During the spring following my father's death, and perhaps accelerated by it, my dissatisfaction with the job at ETS, and with the unfamiliar and humiliating second-class citizenship in Princeton's intellectual circles it represented, crystallized into the recognition that if I wanted to prepare myself for the kind of challenging and rewarding career that was a rarity for married women in the 1950s I had better go to graduate school. During my brief time in the Planning Division, I had discovered that most of the more interesting problems that crossed my desk seemed to relate to economics. Combining that interest with the enthusiasm for journalism nurtured during my college summers at the Long Islander, I decided to pursue two master's degrees, one in economics and another in journalism. The combination, I fancied, would prepare me to write insightful articles on business and economic issues for the New York Times or some equally respected journal.

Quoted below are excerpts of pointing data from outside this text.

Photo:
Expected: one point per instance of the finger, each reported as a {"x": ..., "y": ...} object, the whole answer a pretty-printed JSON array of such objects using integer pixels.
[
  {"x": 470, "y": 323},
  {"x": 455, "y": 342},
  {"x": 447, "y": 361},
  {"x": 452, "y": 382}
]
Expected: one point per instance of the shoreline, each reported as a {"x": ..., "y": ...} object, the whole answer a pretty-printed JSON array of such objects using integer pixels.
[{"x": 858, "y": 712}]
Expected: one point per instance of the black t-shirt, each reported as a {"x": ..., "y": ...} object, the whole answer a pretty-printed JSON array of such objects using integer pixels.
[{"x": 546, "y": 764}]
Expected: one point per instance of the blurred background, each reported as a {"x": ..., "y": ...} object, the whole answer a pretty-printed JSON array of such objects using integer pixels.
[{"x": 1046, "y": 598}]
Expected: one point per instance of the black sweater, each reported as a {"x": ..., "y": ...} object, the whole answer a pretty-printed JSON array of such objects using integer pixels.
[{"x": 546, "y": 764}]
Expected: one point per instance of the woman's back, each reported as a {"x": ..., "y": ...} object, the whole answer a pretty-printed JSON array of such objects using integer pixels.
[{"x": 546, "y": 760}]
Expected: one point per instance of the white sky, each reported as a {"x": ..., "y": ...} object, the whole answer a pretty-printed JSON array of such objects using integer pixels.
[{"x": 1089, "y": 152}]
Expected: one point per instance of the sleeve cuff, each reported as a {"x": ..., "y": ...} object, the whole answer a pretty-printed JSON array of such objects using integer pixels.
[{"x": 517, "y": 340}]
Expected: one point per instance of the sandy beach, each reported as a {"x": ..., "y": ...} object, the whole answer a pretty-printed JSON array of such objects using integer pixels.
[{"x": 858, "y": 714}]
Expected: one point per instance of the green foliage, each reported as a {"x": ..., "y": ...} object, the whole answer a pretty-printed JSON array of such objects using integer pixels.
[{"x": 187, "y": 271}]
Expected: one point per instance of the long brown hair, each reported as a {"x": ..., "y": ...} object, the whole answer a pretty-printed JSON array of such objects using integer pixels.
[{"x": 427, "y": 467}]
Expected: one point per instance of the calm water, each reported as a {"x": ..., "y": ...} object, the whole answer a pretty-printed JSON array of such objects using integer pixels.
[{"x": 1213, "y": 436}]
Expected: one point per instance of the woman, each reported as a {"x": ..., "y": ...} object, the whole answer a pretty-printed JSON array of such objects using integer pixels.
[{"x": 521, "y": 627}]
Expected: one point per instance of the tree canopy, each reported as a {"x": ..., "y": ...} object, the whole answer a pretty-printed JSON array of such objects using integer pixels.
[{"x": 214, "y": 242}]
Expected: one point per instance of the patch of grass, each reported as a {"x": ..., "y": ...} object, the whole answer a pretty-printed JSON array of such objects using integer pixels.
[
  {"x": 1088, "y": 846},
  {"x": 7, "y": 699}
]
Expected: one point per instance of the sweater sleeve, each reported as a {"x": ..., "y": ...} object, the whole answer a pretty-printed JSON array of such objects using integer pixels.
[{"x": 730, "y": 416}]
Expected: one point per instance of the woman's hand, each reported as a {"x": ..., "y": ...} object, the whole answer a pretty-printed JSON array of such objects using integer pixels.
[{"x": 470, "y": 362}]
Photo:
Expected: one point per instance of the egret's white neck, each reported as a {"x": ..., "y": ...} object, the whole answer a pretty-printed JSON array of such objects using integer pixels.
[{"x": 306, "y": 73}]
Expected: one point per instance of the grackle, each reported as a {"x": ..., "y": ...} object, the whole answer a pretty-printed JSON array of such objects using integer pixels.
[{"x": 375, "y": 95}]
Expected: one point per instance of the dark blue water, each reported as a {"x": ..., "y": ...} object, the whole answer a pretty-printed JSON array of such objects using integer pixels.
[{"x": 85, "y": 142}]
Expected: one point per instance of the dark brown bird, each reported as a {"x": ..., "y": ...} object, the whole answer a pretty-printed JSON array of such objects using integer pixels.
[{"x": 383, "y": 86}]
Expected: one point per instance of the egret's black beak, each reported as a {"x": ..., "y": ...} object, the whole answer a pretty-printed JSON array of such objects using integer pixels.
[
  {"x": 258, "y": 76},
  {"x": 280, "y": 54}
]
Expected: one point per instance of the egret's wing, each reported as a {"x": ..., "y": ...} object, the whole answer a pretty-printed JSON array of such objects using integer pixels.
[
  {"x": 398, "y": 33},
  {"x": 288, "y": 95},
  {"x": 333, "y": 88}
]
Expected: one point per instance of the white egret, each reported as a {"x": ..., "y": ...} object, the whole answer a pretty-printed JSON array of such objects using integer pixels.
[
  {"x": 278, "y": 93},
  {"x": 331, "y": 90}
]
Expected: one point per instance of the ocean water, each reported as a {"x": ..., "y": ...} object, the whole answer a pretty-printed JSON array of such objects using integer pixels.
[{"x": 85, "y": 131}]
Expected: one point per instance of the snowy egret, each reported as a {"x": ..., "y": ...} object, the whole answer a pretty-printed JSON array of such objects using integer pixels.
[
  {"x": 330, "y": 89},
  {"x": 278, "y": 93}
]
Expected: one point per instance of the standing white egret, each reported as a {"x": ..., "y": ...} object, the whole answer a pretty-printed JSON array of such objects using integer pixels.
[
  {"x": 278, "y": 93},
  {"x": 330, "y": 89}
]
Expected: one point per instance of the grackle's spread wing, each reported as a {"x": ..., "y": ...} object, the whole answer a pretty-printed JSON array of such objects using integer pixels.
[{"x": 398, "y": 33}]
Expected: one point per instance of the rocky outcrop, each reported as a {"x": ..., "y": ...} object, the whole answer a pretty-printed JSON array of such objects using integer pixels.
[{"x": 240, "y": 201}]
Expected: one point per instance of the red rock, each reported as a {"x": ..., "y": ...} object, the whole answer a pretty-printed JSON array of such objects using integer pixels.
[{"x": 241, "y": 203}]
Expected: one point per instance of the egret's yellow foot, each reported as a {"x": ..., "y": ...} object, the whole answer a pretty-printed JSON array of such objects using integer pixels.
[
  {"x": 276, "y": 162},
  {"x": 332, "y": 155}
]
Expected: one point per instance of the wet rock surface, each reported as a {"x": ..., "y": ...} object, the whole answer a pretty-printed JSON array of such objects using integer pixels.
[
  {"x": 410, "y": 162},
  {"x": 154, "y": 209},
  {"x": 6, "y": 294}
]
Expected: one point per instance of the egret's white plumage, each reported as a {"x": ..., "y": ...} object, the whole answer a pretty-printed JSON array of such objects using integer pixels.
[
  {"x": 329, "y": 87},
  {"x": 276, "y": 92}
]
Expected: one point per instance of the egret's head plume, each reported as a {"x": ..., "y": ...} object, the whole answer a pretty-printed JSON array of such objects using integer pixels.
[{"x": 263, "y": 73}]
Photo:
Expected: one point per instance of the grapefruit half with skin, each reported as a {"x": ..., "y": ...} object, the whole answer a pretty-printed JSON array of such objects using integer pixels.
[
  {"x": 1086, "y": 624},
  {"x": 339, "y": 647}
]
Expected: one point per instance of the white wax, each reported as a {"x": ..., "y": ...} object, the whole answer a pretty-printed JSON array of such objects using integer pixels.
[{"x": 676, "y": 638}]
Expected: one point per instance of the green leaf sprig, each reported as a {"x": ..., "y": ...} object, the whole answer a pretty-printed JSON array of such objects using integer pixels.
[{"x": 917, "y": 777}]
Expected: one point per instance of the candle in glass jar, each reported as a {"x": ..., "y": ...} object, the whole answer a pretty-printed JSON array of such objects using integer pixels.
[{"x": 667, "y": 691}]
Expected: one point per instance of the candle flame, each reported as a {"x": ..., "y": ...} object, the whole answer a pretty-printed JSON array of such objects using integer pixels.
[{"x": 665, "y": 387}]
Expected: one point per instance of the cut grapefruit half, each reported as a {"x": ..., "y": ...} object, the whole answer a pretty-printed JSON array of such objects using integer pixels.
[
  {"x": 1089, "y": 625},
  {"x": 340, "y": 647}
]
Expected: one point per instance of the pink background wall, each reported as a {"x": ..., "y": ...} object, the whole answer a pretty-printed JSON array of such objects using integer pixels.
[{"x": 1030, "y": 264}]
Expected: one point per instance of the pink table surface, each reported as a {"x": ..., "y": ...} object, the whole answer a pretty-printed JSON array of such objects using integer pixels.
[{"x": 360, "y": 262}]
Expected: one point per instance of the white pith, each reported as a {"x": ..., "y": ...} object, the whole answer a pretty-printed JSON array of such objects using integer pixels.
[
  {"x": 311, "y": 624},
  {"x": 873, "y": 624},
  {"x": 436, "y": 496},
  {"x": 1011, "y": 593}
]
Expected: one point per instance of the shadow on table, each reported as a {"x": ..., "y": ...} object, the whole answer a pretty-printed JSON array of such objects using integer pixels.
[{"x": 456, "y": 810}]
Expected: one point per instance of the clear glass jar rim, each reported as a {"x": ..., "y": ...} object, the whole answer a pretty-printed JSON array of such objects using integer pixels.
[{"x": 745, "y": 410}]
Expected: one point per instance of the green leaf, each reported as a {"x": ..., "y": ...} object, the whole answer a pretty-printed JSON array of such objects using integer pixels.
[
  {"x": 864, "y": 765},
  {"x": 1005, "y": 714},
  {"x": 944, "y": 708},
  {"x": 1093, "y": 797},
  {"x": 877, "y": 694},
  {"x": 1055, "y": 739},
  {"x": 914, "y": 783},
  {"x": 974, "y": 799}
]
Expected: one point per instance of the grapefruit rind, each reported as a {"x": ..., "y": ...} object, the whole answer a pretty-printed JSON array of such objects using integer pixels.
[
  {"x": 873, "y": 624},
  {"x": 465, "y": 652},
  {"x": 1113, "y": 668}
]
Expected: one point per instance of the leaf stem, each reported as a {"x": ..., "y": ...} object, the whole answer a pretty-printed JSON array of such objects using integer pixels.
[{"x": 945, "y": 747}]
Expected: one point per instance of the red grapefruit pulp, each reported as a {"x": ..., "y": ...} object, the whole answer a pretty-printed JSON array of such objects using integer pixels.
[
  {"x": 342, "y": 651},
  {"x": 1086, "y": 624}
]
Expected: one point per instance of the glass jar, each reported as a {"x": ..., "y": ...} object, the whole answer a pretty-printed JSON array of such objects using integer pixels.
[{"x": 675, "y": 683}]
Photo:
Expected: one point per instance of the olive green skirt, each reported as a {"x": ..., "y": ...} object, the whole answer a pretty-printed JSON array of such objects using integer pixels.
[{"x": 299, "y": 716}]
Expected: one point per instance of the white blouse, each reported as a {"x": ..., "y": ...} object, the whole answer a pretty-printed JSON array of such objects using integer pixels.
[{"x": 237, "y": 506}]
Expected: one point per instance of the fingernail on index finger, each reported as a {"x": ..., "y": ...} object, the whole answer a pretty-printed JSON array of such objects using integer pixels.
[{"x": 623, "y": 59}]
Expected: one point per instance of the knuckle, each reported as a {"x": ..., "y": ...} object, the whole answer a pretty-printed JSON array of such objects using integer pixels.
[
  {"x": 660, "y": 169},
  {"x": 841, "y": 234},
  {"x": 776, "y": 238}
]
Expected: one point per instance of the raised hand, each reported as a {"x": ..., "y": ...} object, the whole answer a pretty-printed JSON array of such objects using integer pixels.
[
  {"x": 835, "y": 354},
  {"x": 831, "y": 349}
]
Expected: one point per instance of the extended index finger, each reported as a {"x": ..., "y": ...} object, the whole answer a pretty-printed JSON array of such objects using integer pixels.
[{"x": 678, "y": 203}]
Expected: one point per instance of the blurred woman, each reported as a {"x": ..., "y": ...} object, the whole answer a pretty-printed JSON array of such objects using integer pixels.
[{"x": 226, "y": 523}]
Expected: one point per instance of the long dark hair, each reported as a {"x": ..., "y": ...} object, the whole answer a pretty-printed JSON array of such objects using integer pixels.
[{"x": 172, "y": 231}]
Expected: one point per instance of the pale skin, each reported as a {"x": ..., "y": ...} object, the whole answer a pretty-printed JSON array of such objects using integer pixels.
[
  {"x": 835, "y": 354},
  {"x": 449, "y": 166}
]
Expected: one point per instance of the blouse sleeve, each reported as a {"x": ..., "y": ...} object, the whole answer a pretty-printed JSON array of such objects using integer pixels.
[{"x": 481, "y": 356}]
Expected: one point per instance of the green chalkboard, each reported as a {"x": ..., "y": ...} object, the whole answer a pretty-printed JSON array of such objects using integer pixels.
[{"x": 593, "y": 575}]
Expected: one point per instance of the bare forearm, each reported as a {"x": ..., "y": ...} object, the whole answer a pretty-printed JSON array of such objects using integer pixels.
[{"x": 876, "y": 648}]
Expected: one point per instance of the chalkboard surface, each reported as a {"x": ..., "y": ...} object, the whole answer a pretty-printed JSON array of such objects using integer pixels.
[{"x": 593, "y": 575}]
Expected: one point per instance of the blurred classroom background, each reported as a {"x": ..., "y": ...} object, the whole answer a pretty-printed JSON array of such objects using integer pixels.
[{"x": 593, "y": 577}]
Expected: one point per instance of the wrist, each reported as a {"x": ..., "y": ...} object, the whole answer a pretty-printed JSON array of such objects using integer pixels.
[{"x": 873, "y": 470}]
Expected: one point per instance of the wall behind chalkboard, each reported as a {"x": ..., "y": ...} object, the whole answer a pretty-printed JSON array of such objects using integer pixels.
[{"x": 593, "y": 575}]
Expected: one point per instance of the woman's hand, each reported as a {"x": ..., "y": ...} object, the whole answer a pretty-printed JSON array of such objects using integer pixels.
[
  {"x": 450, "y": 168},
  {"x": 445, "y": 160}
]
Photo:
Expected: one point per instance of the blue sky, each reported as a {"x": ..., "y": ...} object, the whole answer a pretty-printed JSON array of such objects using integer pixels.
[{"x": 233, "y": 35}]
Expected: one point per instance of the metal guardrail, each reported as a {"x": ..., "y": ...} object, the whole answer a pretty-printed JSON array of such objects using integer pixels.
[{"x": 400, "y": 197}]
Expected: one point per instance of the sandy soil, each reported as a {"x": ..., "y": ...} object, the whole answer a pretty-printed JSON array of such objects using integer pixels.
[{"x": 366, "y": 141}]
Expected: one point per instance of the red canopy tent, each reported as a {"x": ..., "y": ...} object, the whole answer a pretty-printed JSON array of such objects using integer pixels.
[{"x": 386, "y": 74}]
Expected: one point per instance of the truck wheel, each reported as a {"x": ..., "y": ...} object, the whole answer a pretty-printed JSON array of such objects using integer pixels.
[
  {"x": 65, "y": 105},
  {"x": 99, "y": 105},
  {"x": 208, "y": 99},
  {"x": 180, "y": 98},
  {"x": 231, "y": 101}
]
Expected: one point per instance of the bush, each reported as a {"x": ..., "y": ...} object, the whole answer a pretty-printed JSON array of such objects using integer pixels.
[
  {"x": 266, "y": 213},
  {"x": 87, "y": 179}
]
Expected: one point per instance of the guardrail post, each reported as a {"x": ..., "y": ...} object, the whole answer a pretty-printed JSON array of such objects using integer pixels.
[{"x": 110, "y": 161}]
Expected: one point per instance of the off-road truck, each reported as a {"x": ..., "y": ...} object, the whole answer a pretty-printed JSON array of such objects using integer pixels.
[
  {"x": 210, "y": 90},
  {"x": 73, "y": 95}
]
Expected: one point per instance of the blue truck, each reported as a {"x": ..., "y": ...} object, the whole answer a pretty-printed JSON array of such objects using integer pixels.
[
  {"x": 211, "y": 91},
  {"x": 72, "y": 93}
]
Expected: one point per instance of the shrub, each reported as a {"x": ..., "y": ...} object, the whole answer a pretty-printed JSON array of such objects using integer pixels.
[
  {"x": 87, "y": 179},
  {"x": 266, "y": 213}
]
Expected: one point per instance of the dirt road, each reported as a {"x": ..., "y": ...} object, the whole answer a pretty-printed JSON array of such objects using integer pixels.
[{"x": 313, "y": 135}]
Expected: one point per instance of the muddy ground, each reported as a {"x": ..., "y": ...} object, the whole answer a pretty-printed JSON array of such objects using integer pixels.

By the time these plans had crystallized in my mind my new boss at ETS, John Valentine, had been on the job only a week or two. I didn't know him very well, so it was with some embarrassment that I told him I was going to resign and become a graduate student. In a well-meaning if slightly condescending way, John tried to persuade me not to do anything so rash but rather to stay on at ETS and, if I was really serious about a long-term career, work my way up the ladder there. But I held firm; the emotional turmoil caused by my father's decline and death had only intensified my determination to equip myself for professional achievements that lived up to his, and my own, expectations, while at the same time fulfilling my commitment to a family life with my husband and our future children at its center.